Rôle écrasant écrit à l’attention de José van Dam qui l’a créé (1983) et le chanta encore à Salzbourg (1992) et à Paris (2004), François est tenu par un jeune baryton très talentueux, Georg Festl, dont la densité éloigne avec naturel la tentation d’un ton compassé. Ce François est incarné, véritablement. Il s’attache surtout à la musicalité (de la partition mais aussi de la langue), avec une conviction artistique, une élégance et une santé vocale des plus louables. Le timbre tendre de Julian Orlishausen convient parfaitement au craintif Léon, bien chanté. Michael Pegher campe d’une voix sûre un Élie solide. De même Johannes Seokhoon Moon offre-t-il tonicité et mordant à Bernard. L’expressivité exacerbée du ténor Mickael Spadaccini apporte à la partie du Lépreux le poignant requis. Avec une absence de tout effort apparent, Katharina Persicke survole la partie de l’Ange comme un enfant joueur, et c’est exactement ce qui convient à ce divin trublion [lire notre critique du CD et notre chronique du 2 août 2016].

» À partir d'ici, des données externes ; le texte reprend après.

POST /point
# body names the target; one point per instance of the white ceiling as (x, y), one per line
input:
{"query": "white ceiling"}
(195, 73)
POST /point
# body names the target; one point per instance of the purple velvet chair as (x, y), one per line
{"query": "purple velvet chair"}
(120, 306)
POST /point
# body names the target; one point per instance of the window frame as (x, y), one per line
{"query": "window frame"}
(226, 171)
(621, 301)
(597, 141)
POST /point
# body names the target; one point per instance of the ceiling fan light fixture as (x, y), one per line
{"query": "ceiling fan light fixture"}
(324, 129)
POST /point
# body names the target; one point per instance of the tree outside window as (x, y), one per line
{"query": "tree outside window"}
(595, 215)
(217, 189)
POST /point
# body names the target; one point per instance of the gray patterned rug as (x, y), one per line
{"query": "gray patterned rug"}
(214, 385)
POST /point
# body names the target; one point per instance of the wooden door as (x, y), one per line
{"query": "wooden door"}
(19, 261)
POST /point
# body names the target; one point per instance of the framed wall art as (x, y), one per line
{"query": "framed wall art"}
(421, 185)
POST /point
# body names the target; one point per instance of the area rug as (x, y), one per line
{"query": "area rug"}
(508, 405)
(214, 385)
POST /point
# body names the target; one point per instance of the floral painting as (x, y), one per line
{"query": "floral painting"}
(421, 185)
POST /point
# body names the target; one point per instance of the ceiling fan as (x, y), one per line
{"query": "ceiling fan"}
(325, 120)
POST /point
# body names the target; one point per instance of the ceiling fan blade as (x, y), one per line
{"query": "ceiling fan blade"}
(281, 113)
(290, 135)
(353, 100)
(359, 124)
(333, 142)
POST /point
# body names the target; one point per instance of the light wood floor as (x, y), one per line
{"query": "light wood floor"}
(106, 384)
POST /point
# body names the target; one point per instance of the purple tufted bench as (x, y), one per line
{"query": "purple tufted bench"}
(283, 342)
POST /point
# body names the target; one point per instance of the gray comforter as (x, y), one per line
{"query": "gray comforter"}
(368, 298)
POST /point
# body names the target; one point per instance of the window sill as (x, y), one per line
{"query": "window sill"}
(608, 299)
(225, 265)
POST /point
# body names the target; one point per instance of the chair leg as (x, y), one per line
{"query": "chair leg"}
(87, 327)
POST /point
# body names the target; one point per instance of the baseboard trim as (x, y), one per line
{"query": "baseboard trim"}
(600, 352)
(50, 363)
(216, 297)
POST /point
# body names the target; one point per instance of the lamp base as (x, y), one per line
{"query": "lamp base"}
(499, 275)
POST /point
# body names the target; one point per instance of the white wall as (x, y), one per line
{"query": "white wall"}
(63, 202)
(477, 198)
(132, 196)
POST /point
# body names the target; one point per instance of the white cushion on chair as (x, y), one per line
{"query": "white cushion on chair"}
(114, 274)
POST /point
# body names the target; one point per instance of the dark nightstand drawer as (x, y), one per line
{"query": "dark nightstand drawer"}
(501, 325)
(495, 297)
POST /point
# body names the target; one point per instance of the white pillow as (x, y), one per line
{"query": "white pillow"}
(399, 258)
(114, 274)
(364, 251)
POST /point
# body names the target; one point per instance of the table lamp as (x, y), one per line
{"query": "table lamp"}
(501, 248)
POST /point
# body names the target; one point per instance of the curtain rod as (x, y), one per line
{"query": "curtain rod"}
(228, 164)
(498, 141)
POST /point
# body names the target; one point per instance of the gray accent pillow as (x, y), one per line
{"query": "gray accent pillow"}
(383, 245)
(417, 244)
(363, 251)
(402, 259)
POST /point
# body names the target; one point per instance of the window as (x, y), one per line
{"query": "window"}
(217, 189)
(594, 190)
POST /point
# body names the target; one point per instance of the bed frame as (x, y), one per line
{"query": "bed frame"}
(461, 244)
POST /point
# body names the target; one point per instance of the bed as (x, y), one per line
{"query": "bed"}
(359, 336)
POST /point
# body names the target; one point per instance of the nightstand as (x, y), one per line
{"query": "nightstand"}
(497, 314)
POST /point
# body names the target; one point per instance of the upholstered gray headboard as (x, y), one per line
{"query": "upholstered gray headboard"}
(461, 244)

Outre le colossal travail choral, assuré par les artistes des Opernchor des Staatstheaters Darmstadt, Darmstädter Kantorei et Rhein-Main Kammerchor, il faut féliciter la performance du Staatsorchester Darmstadt, et en particulier celle des ondistes (Caroline Ehret, Thomas Bloch et Jacques Tchamkerten) et des percussionnistes (Matthias Lachenmaier, Rumi Ogawa et Slavik Stakhov), très sollicités. La direction de Johannes Harneit s’emploie à la clarté, ce qui n’est pas facile avec une telle partition [lire notre chronique du 9 mai 2004].